Hip hop is not just a combination of words thrown to a matching beat.
On Feb. 13, the Social Sciences and History Department, the sisters of Phi Sigma Sigma and the Black History Month Committee hosted “Hip Hop Around The World” in Twombly Lounge as part of this year’s Black History Month festivities.
After a half-hour delay due to projection issues, the president of Phi Sigma Sigma, Brittany Coleman, introduced the faculty-based panel. Robert Houle, associate professor of history, began the discussion by explaining how hip hop is prevalent in many different countries and numerous languages.
Houle gave a brief history of how the African culture helped develop hip hop.
He said that the genre of music began with a class of individuals, called griots, or a praise singer, of the West African region. They were oral storytellers who historically sang political songs that supported the state as a way to pass on traditions.
During the 1800s, social changes like Colonialism affected the formation of hip hop. The musicians and politicians lost the positive musical connection of the past.
After West Africa declared its independence, hip hop was dedicated more to deeply political issues and critiquing state affairs.
In recent times, a new branch of hip hop has emerged in West Africa called Positive Black Soul. Their most well-known performer is J’accuse.
Following the history of hip hop, Monifa Brinson-Mulraine, senior lecturer of sociology, spoke about the cultural impacts of this genre of music.
Brinson-Mulraine spoke of how her childhood in the Bronx enabled her to hear this emerging genre of music. She explained how the genre gained popularity from airtime on the radio and rap battles.
The emergence of hip hop in the United States was because of the artists’ lyrical connection and personal struggles.
According to Brinson-Mulraine, it was a recreational way to escape from some of the violence and the pain.
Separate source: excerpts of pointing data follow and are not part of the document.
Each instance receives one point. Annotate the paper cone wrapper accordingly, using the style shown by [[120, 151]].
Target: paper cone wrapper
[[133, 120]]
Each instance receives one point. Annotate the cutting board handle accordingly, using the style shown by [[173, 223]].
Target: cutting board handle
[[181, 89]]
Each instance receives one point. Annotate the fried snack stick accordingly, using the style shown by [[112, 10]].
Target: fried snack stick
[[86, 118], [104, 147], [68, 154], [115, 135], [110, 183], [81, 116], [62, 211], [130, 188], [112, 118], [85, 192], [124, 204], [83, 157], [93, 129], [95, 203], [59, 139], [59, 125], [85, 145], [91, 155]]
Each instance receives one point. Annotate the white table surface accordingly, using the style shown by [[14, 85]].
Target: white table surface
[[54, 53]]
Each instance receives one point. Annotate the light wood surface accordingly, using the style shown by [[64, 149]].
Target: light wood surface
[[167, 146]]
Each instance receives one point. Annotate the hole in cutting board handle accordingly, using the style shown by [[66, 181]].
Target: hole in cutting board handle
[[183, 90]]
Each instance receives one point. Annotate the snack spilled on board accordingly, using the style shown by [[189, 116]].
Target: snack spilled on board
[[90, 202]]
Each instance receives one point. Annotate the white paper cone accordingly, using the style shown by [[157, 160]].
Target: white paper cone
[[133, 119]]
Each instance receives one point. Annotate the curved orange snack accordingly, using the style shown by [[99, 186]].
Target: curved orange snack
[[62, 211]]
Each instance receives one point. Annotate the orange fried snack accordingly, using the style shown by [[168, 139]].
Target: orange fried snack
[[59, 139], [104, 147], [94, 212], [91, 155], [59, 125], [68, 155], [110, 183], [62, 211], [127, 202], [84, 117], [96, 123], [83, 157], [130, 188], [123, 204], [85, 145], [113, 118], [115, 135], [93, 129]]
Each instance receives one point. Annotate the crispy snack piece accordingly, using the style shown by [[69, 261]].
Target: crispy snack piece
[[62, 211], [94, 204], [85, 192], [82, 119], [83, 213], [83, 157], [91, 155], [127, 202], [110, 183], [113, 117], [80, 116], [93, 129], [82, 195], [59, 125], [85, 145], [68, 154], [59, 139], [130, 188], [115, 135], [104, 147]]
“These were densely populated areas but music continued to be an instrumental force in those areas,” she said.
Skipping forward to today, Brinson-Mulraine focused on some of the criticism currently facing hip hop artists. Some people are shocked and offended to hear of the violence, poverty and oppression in these songs.
However, she said it is dangerous to say that all the songs are negative because the genre started as a way for the marginalized and poor to have a voice.
With the impact of hip hop on various aspects of our culture, such as clothing and Broadway productions, one cannot help but wonder how the genre’s lyrical direction has changed over the past 20 years.
Brinson-Mulraine ended her portion of the panel by leaving the open-ended question of whether or not hip hop now focuses on motivating others by using the capitalist system to their benefit.
The event concluded with a live performance by hip hop group Negros Americanos, a duo comprised of stage-named mc enigma and Bishop the Eastside Nappyhead.
The two African-American men performed multiple songs in English and Spanish.
Bishop explained how he learned Spanish when traveling throughout Panama with mc enigma.
The only way for them to communicate with the locals was to learn the language to
address interracial problems in the community.
One of the songs they performed was inspired by Olympic gold medalist Gabrielle Douglas.
After the event, sophomore Patrick Dickerson expressed enthusiasm for the event. “It really showed how diverse yet connected we were around the world,” he said. “It was really fascinating how hip hop moved from West Africa to the Bronx to Panama.”